A year later, I’m standing over my kitchen stove boiling sap into maple syrup and still thinking about the innumerable, unanswerable questions. How long will this last? How many will we lose? Could life ever be normal again?
I have been extremely/overly cautious this last year, but even with all my THINKING and DECISIONS and PREVENTION and PRECAUTIONS, here I am, quarantined because of a recent exposure. A quick stop off at a friend’s house and a hug I didn’t say no to will turn into weeks of waiting and wondering.
When I think back to that dinner last year with my friends, I feel like I’m looking in on another life. We were girls around a table of Thai food, shoulder to shoulder, living among one another, breathing each other’s air. We were so sickeningly rich in the closeness and togetherness I ache for in these lean months. There was open-mouthed laughter and tasting each other’s dinners and lingering around. There were smiles and unmuffled words and hugs without hesitation, and dammit, I cannot stop crying about who we were before. We were grown women, but we were babies. We stopped by each other’s houses. We rode in cars together. We let our kids play with one another. Tell me, what didn’t we have?
A year later, we are old and tired. Tired of being responsible. Tired of saying no. Tired of feeling all that hangs between us and the people we used to hug and kiss and touch with unsanitized hands.
My goodness, I just texted my friend that my son cannot swim with her son on his birthday tomorrow because we have been EXPOSED. We have to QUARANTINE. We have to be TESTED.
These words. We are so tired of these words.
I don’t know how to do this anymore. My mind wants to make beginnings, middles, and endings out of things, but I don’t know the map for this story. Maybe there are no endings anymore. Maybe there are only more chapters and more unknowing. More questions. What else do we have to pay? Who else among us will live or die?

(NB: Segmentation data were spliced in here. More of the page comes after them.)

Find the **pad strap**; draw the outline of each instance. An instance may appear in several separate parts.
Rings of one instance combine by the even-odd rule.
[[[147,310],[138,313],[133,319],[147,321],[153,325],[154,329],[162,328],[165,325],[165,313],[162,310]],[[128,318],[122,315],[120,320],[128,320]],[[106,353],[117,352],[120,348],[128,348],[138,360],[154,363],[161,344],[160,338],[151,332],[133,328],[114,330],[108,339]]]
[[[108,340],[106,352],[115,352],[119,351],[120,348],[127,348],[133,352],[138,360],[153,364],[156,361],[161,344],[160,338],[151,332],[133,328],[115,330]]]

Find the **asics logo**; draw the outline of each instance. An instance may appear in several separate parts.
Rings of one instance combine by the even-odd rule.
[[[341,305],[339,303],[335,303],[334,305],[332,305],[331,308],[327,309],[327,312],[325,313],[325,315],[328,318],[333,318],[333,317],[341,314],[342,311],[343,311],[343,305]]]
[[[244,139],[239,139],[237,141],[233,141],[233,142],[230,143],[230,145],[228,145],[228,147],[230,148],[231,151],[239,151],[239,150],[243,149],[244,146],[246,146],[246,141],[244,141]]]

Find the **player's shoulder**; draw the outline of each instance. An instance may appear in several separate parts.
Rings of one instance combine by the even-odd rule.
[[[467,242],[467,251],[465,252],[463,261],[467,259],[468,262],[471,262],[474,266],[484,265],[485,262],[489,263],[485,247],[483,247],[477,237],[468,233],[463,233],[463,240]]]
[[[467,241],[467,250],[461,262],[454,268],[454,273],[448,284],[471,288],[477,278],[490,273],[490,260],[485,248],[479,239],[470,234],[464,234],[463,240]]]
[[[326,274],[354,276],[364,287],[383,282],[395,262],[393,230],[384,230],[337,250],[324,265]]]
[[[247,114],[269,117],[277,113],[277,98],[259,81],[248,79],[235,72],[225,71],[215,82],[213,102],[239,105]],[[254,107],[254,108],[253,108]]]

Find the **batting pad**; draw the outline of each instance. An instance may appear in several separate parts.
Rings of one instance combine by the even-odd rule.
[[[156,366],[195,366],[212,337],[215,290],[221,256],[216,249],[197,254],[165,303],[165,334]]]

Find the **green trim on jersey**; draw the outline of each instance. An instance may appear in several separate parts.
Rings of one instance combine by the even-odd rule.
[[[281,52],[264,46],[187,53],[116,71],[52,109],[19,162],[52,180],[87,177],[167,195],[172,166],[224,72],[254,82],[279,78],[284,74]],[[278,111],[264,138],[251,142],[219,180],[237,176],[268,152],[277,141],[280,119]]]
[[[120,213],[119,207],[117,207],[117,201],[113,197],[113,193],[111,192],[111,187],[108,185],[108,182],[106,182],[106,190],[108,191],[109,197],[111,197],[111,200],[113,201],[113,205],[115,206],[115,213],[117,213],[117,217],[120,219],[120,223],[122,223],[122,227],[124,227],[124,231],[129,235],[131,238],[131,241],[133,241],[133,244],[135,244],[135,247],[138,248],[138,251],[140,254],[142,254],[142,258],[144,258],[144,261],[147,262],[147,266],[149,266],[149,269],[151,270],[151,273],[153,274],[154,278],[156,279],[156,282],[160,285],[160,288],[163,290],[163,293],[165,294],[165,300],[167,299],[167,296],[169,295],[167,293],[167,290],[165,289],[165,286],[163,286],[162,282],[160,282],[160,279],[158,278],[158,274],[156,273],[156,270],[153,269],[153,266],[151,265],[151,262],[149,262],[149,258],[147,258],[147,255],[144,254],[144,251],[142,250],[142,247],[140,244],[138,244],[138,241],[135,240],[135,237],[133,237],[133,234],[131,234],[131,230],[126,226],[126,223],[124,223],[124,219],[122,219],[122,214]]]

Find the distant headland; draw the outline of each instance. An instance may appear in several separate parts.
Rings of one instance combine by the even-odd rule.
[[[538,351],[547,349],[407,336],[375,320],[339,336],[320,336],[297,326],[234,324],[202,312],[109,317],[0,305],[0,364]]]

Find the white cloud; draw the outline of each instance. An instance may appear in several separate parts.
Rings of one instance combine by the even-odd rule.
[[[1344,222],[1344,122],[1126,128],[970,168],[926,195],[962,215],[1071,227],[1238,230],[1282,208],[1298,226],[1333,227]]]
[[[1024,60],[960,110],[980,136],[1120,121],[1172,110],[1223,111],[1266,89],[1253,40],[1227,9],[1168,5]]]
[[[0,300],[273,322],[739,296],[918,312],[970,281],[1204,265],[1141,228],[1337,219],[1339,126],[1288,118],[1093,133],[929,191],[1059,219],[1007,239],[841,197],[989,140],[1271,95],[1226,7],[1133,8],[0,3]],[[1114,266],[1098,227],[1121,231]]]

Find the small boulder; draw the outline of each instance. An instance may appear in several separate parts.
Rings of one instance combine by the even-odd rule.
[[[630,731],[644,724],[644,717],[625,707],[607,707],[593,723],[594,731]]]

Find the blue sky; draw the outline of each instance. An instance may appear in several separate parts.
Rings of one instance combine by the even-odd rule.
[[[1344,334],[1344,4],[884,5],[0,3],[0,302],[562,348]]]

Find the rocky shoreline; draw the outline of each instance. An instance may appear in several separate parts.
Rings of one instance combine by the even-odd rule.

The sap bubbles in my pan, foaming and rolling higher up the sides. I turn the knob a hair to the left and it dies down. I turn it to the right and it churns and rises, threatening to spill over the edges of the pan. I dance with it for minutes. Hours. I don’t even know.
Outside my window, the snow is almost gone. The yard is a burlap of brown grass littered with debris. A frayed orange length of baling twine. A foam dart from a toy gun. The broken handle of an ice cream pail that was run over by the gas-powered snow blower.
My three sons play at the north end of the yard where field gives way to forest. One waves a large stick, a branch really. A year ago, I may have called out to him. I may have said something like, “Put that down.” Something like, “That isn’t safe.” The kitchen window is cracked open, but my voice is too tired to yell. Across the yard, a triangular piece of ice gives way and sails down the river hard and fast, away from here.
My phone beeps. Another happy birthday message from a friend.
I love you. I miss you. I hope we can hug again some day.
One thought on “On Maple Syrup and Grief”
Great expression of so many of our emotions. Hang in there. Next year will be better. Help is on the way! Love you.